Le condizioni del paramento delle zoccolature, come di quasi tutte le pareti esterne del castello, erano assai gravi. L'azione degli agenti atmosferici per la particolare situazione topografica di Castel del Monte, per la sua posizione elevata ed isolata di fronte al mare aperto ed ai monti della Lucania, è stata nei secoli fortemente deleteria per le sue spesse muraglie. Quest'azione della pioggia e del gelo, ma particolarmente del vento, non si è verificata con uguale intensità nelle varie parti dell'edificio dove le pareti più efficacemente battute si presentano smangiatissime mentre qualcuna più riparata è invece quasi perfettamente conservata. Queste parti conservate ci hanno documentato che le cortine di Castel del Monte erano state, in origine edificate con la tecnica consueta delle maestranze pugliesi del tempo, a corsi, cioè, di pietra calcarea locale, squadrata, perfettamente connessa ed a faccia vista lavorata a pelle fina o levigata.
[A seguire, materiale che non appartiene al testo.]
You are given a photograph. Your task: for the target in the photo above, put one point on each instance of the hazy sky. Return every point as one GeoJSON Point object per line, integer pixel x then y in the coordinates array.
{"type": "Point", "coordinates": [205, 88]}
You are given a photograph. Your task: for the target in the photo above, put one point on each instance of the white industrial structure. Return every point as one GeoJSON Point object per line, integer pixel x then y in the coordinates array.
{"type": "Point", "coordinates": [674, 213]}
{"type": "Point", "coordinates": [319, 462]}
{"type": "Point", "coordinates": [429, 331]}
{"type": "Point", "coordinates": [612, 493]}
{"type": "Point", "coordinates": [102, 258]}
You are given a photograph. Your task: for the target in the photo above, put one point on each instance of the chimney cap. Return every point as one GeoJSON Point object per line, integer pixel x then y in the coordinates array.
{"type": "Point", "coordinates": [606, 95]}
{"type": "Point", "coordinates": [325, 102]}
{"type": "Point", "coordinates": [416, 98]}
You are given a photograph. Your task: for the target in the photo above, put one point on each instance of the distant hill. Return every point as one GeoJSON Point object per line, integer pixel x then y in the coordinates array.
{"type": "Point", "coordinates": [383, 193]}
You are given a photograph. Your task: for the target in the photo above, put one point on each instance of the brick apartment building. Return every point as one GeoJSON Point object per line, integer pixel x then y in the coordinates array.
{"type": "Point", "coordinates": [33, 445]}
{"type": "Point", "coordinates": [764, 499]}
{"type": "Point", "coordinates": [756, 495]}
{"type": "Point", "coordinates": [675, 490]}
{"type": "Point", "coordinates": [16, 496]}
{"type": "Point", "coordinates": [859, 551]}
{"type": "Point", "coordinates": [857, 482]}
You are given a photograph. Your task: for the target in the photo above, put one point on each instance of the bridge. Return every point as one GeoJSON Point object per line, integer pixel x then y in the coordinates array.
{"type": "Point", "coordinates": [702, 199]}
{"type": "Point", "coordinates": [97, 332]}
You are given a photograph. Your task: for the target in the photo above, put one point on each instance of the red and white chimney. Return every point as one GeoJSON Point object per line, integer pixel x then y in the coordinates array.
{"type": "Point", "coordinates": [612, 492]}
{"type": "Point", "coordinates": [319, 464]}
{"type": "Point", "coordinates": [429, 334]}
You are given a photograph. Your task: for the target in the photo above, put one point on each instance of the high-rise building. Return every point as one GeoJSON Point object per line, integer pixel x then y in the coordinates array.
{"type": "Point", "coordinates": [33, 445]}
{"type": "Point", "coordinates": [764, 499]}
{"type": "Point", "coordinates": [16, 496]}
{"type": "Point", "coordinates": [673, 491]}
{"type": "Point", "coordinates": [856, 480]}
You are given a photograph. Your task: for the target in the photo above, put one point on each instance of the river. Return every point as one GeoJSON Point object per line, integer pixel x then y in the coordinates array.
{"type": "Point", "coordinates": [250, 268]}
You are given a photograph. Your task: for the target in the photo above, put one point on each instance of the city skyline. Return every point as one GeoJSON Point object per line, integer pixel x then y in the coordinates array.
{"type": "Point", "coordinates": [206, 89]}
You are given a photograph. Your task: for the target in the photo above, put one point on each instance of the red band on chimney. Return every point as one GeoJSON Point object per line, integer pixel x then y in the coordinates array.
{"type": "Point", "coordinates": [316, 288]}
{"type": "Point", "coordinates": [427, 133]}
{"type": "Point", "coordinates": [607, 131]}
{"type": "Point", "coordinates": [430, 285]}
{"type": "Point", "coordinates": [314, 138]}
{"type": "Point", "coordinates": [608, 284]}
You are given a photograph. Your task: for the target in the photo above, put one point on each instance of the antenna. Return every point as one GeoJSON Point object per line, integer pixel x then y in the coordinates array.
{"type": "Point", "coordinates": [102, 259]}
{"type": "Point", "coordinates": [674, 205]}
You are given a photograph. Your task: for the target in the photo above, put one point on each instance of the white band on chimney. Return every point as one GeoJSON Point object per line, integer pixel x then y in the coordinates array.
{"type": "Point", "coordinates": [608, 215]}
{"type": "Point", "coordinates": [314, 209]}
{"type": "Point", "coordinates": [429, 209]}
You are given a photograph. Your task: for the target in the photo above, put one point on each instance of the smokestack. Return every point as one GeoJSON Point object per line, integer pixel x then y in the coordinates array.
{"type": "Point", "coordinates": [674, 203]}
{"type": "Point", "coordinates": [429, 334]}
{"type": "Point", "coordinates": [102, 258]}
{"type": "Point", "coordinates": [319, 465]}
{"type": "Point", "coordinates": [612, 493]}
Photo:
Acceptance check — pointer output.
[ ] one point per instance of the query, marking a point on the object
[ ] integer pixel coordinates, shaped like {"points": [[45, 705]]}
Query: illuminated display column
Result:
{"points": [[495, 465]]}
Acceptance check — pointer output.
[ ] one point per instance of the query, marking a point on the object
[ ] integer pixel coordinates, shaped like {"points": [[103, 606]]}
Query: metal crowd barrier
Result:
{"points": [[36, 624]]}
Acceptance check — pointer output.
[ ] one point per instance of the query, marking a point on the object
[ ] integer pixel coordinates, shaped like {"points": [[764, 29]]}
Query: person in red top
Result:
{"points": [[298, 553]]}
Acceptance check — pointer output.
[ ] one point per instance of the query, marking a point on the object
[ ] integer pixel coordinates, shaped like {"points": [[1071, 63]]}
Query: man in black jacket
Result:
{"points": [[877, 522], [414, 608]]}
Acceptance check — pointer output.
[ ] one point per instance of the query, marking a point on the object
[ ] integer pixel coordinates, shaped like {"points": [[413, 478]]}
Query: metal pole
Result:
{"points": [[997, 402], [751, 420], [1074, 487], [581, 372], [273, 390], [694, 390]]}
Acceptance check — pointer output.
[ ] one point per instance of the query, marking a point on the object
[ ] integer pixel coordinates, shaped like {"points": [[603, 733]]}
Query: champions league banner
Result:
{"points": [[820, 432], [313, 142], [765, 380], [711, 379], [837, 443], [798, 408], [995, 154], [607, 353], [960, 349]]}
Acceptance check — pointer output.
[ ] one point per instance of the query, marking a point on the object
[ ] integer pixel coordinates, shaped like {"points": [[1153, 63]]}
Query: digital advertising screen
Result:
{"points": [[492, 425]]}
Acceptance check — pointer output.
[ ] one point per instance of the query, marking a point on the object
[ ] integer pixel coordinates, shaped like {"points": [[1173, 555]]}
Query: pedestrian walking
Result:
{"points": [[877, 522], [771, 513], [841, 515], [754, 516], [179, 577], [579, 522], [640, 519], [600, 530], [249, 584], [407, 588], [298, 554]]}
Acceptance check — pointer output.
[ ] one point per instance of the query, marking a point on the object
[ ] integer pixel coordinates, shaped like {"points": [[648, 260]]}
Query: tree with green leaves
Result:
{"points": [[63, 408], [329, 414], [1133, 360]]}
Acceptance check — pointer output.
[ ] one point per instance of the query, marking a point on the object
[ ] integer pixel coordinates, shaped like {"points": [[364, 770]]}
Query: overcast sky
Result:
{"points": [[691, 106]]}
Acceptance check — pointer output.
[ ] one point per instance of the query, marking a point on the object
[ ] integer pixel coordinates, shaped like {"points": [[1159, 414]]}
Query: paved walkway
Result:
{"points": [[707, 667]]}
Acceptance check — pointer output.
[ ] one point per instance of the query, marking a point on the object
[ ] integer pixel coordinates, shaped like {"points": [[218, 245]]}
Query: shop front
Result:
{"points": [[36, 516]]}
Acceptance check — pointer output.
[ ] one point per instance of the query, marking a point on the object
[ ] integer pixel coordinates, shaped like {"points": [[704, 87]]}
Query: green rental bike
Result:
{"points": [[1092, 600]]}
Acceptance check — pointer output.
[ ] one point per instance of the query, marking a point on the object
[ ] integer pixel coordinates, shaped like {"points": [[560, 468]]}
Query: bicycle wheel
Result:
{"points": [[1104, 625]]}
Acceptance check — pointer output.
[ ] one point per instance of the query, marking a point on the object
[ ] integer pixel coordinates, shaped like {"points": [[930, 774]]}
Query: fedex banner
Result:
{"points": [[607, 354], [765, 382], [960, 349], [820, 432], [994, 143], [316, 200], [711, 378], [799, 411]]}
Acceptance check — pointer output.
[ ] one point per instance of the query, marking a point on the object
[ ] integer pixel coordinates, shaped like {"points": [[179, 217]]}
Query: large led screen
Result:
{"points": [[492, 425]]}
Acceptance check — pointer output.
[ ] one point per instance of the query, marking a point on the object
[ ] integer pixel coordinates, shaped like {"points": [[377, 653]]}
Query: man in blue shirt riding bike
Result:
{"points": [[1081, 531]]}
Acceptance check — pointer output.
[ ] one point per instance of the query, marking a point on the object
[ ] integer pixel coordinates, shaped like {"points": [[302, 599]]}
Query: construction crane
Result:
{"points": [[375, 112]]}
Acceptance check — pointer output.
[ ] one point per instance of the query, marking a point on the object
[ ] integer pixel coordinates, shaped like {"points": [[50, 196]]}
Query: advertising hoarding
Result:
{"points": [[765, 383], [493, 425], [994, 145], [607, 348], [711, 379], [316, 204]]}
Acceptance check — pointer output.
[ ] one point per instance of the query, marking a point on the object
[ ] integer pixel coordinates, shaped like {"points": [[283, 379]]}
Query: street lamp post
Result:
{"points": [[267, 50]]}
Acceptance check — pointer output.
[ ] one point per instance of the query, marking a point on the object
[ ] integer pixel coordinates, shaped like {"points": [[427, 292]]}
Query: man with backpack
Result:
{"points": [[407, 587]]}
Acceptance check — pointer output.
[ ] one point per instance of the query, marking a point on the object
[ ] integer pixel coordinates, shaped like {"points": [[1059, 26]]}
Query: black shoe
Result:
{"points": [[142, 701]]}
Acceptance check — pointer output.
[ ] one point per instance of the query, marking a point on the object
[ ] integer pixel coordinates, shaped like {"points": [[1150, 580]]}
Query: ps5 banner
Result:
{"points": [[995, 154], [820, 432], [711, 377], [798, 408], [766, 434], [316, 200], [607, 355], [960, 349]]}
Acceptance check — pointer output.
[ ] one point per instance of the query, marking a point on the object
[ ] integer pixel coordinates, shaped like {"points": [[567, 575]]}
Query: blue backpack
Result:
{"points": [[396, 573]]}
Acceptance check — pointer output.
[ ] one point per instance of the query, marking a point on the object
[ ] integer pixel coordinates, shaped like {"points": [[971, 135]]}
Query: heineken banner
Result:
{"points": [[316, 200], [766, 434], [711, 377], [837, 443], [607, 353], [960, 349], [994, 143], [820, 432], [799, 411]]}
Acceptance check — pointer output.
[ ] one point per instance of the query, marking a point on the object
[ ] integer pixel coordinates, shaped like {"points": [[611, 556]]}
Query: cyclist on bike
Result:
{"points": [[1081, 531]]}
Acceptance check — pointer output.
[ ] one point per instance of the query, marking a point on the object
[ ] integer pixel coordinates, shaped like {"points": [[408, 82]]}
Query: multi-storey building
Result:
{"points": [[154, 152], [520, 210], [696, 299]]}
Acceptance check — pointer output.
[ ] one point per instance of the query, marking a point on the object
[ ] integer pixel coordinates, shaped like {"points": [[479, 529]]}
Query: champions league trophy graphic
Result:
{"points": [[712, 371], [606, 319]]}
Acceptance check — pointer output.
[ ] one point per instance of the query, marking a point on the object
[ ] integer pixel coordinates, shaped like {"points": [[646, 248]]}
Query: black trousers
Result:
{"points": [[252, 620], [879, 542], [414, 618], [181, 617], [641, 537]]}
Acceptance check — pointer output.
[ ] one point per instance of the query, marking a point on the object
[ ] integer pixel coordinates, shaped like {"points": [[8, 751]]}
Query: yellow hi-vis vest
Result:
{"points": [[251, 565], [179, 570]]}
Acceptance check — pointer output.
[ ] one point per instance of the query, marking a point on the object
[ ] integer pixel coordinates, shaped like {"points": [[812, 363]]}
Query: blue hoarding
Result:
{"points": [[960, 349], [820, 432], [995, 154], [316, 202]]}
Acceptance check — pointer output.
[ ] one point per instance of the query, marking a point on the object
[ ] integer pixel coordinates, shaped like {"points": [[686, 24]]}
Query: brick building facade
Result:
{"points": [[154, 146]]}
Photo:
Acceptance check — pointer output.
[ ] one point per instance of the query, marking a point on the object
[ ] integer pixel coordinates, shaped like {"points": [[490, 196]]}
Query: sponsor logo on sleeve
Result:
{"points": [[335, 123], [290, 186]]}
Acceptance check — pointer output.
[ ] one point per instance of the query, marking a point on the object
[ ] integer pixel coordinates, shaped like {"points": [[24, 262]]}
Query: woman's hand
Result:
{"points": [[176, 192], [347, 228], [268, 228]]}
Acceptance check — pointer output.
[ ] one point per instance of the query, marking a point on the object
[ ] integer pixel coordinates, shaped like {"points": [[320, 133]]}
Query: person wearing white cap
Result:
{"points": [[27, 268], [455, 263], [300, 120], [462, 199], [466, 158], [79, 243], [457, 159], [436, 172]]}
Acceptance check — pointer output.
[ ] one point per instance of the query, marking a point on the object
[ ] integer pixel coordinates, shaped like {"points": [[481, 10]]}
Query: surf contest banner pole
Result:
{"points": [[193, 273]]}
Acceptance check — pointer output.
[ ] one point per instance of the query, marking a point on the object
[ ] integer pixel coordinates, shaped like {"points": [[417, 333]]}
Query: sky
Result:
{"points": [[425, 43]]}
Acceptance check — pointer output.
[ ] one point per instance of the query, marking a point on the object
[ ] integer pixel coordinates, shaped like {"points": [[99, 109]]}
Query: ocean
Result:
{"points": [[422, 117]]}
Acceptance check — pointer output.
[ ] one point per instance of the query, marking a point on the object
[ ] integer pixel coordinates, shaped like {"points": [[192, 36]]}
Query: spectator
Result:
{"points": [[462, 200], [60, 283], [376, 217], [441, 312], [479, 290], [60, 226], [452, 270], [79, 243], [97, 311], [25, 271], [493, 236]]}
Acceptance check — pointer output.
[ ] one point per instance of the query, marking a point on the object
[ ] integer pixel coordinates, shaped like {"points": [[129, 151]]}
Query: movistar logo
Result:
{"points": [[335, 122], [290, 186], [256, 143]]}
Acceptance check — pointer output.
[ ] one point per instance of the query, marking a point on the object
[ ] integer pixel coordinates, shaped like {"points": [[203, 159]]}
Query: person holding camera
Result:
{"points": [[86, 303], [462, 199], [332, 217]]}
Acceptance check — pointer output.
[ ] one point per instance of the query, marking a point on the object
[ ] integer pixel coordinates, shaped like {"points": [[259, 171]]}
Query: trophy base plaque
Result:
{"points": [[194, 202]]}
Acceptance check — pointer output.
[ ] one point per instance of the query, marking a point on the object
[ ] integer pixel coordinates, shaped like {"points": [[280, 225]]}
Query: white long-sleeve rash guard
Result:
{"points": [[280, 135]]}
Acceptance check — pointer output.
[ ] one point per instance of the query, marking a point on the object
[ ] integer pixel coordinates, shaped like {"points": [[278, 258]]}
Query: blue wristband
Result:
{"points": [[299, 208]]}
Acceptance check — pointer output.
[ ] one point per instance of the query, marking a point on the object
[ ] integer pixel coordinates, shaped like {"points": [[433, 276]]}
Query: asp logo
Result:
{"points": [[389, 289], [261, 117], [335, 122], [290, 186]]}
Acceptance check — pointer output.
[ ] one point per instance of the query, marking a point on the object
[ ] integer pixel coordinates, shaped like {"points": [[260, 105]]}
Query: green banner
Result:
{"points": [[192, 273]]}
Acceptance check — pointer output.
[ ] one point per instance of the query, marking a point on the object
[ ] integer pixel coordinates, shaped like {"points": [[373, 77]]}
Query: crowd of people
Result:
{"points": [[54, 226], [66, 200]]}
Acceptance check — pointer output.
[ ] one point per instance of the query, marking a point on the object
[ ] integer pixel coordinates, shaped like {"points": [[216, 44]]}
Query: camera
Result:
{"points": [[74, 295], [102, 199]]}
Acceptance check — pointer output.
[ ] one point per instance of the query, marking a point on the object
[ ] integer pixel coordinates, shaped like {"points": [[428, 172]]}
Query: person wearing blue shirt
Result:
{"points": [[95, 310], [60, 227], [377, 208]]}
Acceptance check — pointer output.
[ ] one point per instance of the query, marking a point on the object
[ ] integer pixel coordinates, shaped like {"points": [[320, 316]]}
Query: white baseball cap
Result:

Se Castel del Monte non avesse subìto gli oltraggi prepotenti delle intemperie sarebbe quindi giunto a noi col carattere abituale dei coevi monumenti pugliesi e le sue cortine conserverebbero quell'intonazione calda e quell'aspetto di levigatezza che abbiamo, per esempio, nelle facciate delle vicine cattedrali di Trani, Ruvo, Bitonto, eccetera.
Il Soprintendente Quagliati, archeologo, di fronte a queste testimonianze sicure non esitò a procedere al restauro delle zoccolature usando la stessa tecnica originale. Riaprì una cava abbandonata poche centinaia di passi sotto il castello, ritenendo di aver ritrovata la stessa cava del tempo Federiciano e fece sostituire i blocchi corrosi con analoghi blocchi nuovi lavorati allo stesso modo degli antichi e terminò zoccolatura e quattrini lasciando i posteri alquanto perplessi di fronte all'opera eseguita.
Ci trovavamo di fronte ad uno dei più ardui problemi di restauro, di quei problemi che richiedono un'estrema ponderazione in chi è chiamato ad affrontarli e che restano poi sempre aperti alla discussione, assommando differenti teorie la cui dosatura può variare da monumento a monumento e secondo i criteri dei restauratori.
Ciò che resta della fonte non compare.